The Energy Market in India Today
India is the world’s fourth largest energy consumer, according to the US Energy Information Administration (EIA). In 2016, India consumed about 3.4% of global primary energy consumption — more than one-third of China’s share and over twice that of Japan. However, India’s energy consumption per capita is significantly low compared to countries like the United States and Russia.
The private sector mainly controls
India’s energy generation. While the state and central governments contribute around 50% of the overall power generation, private players control the other half of India’s power generation capacity.
The Current State of Power in India
The state of power in India is far from ideal. Power outages are not uncommon, and many parts of the country still suffer from a lack of access to electricity.

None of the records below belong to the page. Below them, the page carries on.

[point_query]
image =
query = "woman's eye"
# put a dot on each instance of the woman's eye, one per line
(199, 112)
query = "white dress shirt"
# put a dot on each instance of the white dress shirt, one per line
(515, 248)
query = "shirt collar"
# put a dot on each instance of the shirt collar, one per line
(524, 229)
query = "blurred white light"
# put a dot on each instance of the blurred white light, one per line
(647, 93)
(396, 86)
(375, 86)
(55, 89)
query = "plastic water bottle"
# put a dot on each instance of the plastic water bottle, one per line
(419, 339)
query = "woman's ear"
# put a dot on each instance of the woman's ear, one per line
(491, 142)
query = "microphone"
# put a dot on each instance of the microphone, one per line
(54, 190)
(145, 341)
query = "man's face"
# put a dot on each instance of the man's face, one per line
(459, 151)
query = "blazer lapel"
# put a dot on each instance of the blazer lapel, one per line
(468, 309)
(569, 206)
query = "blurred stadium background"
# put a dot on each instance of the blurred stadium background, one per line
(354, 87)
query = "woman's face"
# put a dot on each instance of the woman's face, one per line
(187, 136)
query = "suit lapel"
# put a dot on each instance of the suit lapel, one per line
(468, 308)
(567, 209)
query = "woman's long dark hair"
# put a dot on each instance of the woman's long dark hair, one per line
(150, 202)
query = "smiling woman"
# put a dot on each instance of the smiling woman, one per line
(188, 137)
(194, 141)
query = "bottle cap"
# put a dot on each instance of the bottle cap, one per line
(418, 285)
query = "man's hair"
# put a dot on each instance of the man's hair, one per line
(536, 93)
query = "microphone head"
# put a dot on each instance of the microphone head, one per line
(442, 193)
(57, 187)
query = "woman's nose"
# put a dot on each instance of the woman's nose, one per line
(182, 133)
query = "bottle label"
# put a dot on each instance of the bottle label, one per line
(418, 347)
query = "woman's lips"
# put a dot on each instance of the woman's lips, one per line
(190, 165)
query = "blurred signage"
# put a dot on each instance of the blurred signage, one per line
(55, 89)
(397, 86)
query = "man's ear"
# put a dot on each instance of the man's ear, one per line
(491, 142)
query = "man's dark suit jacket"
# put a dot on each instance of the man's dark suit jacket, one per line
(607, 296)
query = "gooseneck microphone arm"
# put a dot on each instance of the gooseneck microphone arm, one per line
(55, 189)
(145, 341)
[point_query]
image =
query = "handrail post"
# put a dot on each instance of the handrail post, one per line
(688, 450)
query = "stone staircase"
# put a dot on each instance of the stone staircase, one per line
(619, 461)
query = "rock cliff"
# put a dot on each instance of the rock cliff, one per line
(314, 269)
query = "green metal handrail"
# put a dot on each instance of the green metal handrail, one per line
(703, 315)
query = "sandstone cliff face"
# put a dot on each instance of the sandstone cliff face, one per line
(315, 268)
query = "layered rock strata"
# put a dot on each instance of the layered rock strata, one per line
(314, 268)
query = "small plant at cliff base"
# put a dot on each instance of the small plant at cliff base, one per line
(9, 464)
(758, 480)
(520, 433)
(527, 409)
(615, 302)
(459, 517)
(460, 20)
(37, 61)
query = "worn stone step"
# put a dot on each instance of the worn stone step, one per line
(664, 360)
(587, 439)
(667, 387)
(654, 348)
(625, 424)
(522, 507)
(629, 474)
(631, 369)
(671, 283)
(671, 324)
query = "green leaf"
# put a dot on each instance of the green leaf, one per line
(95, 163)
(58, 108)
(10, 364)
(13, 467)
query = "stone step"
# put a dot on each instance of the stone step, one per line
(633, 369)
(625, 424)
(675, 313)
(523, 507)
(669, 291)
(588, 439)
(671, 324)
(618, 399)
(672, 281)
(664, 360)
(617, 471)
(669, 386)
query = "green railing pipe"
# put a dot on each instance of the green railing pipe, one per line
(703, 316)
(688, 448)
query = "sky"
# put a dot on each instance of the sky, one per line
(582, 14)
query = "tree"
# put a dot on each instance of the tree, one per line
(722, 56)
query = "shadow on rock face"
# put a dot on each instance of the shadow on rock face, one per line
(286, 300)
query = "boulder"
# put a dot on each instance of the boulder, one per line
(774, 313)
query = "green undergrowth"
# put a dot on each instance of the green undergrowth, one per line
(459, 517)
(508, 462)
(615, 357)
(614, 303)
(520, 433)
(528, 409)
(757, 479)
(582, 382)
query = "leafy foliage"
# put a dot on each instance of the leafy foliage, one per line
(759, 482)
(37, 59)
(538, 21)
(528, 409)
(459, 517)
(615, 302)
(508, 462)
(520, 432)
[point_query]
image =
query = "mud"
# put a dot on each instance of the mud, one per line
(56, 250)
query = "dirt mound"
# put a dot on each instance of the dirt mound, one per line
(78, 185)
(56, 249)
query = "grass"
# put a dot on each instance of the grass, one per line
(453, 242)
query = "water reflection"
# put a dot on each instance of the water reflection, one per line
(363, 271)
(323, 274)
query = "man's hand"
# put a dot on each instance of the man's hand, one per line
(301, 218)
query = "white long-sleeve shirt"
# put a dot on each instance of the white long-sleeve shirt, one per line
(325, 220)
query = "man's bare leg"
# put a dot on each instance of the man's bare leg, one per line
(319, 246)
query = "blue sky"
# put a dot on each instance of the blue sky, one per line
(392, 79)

While the situation is improving, there’s still a long way to go before all Indians can access reliable electricity.
The government has set ambitious targets for improving energy supply in the country: it aims to achieve 100% rural electrification by the end of 2022, with an improvement in accessibility and quality of service standards. Additionally, India plans to generate 175 GW of renewable energy by 2022 through initiatives such as rooftop solar power. However, current estimates show that India may not meet the self-declared deadlines.
The Current Rates for Power Generation and Consumption in India
When it comes to power generation and consumption, India is unique in many ways.
Over 60% of all electricity generated in India comes from coal-fired power plants, but the outlook on renewable energy sources is not all bad.
India produces energy from three primary sources: fossil fuels (which account for nearly 60%), renewable energy such as solar, wind, etc. (which account for 28%), and hydropower (which accounts for the remaining 12%).
All the energy generated from these sources is significantly low compared to what India’s neighbors in the Asia-Pacific region generate. However, regarding consumption, India ranks among the highest in energy tariffs.
Why is rural India still not electrified?
This surging energy price has made power inaccessible to many. While India is trying to reach its goal of 100% electrification, there are areas where many people do not have access to electricity. According to data from the Ministry of Power, about 13 million people in rural India (out of a total population of 1.4 billion) remain unelectrified.
The energy storage challenge
There are currently three central challenges to energy storage in India:
- No access to electricity, and even those with access have an inconsistent power supply.
- Many people cannot afford batteries and other storage devices to store energy.
- Lack of investment in infrastructure for storage prevents innovations like microgrids from being fully tapped.
How microgrids will liberate millions of Indians from poverty and give them economic freedom
Microgrids are a decentralized power system that can power rural communities not connected to the main grid. They can also power water pumps and other water systems and provide electricity for homes and businesses.
Microgrids can work with renewable energy sources such as solar panels to power small communities and give them self-sufficiency and economic freedom.
India’s energy market is on the verge of a green revolution that will change the lives of millions
The Indian government is investing in renewable energy at a rapid pace and is also changing how we consume energy.
The country has taken bold steps to improve its sustainability by emphasizing renewables. This strategy is already paying off. According to Bloomberg New Energy Finance (BNEF), India’s clean power capacity rose 42% last year, driven primarily by solar power growth (which increased 68%).